E se Luca Materazzo fosse innocente? E se le indagini sull’omicidio dell’ingegnere brutalmente assassinato la sera del 28 novembre sotto la sua abitazione di viale Maria Cristina di Savoia avessero imboccato la strada sbagliata? Chi risarcirà a quest’uomo il danno giudiziario?

 Fino a prova contraria, e fino a una sentenza passata in giudicato, non esistono “presunti colpevoli” ma solo innocenti, e nemmeno presunti. L’onere della prova, qualunque sia l’accusa, spetta all’accusa.
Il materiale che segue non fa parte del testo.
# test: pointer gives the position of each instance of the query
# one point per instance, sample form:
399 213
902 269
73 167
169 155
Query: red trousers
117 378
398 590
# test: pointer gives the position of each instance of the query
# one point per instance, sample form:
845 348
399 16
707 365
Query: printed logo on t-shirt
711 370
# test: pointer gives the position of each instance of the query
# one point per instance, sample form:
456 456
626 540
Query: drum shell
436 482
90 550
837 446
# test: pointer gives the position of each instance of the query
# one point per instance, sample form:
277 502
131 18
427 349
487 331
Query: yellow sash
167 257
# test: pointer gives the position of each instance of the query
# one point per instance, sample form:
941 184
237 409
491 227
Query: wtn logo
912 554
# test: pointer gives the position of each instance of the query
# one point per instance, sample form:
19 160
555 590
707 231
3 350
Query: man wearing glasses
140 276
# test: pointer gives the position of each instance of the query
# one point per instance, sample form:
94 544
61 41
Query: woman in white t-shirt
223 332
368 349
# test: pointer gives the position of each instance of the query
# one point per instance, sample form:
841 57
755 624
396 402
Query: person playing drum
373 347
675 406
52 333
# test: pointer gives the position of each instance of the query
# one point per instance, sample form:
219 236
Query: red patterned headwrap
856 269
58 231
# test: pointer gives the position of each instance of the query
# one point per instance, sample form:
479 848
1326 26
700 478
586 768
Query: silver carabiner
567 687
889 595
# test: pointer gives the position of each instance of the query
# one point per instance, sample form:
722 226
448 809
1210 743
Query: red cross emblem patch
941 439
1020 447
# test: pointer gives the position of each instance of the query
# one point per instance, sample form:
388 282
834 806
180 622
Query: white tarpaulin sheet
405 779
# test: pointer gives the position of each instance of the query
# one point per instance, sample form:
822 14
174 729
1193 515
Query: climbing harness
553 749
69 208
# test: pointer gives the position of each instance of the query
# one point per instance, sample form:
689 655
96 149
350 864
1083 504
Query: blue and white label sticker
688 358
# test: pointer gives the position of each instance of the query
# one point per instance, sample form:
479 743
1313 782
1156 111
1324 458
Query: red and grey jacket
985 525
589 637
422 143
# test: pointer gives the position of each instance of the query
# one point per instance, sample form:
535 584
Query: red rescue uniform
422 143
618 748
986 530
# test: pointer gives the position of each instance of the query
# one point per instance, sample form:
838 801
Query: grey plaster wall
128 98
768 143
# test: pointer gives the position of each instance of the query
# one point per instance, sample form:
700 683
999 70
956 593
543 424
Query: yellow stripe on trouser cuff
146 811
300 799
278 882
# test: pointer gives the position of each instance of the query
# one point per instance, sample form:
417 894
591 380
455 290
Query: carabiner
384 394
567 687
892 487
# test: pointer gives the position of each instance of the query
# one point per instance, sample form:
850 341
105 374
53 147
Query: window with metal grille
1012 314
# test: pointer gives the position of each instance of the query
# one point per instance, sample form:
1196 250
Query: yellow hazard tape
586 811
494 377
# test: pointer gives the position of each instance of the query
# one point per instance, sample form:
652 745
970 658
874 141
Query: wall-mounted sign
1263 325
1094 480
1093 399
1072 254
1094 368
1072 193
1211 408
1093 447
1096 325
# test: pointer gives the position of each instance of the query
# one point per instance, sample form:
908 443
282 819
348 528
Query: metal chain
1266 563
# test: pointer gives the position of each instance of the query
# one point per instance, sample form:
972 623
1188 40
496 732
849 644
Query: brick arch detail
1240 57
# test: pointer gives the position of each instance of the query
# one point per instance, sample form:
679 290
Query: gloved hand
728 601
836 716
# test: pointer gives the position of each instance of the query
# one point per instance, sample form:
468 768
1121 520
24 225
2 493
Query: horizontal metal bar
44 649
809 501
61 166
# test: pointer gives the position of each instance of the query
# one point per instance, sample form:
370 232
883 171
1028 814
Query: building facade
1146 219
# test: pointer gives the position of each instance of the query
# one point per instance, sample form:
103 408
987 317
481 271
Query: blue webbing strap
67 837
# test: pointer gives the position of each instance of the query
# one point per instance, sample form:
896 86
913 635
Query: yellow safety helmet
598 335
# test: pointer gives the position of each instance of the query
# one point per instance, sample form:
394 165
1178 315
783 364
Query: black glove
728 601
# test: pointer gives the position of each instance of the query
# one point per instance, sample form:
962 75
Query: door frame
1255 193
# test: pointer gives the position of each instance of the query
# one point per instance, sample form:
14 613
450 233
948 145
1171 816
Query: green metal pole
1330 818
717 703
 Quel maledetto lunedì di sangue e di orrore  io ero lì, alle otto di sera, a Chiaia. Mi colpì un particolare: avendo passato vent’anni e più a raccontare di omicidi, e morte, e sangue, posso testimoniare che la morte si trasforma in un macabro spettacolo al quale – normalmente – finisce per assistere una folla immensa di curiosi. Davanti ai corpi straziati dai proiettili dei killer della camorra ci sono in genere i bambini: i figli di nessuno abbandonati nei vicoli della Sanità, dei Quartieri spagnoli, di Scampia o di Ponticelli che si godono lo show, al di qua dei nastri rossi e bianchi sistemati dalle forze dell’ordine e stanno a delimitare la scena del crimine.

 

A Chiaia, quella sera, andò in un altro modo. Non c’era un condomino uno affacciato ai balconi e alle finestre ad osservare la morte di un innocente. Non uno. La morte – per violenta o naturale che sia – nel salotto buono della città non fa rumore e anzi ritrae gli spettatori da un orrore che è meglio dimenticare presto.

 

Ma torniamo a Luca Materazzo. Trentasei anni, una vita riservata immersa nella bambagia di una famiglia protettiva. Quali che siano i risvolti del delitto, e i suoi sviluppi che si attendono al termine degli esami scientifici (leggi Dna), ciò che non può meravigliare è l’atteggiamento degli inquirenti. La Procura ha iscritto nel registro degli indagati Luca, ritenuto l’esecutore materiale dell’omicidio del fratello. Caino e Abele reloaded. Ma per inchiodare un assassino servono almeno due elementi: il movente e l’arma. Non ancora individuati.

 

E se Luca fosse innocente? Aspetteremo i risultati della Polizia scientifica, e solo dopo scioglieremo riserve e interrogativi. Anche perché ci chiediamo per quale motivo colui che è indagato dell’omicidio del fratello si sia volontariamente sottoposto agli esami del Dna sapendo di essere colpevole. Se fosse stato veramente lui a tagliare la gola all’ingegnere dopo averlo pugnalato per 32 volte, perché non costituirsi? Ne avrebbe tratto giovamenti in sede processuale. No, non esistono colpevoli in provetta, e tantomeno innocenti da laboratorio. Almeno fino a prova contraria.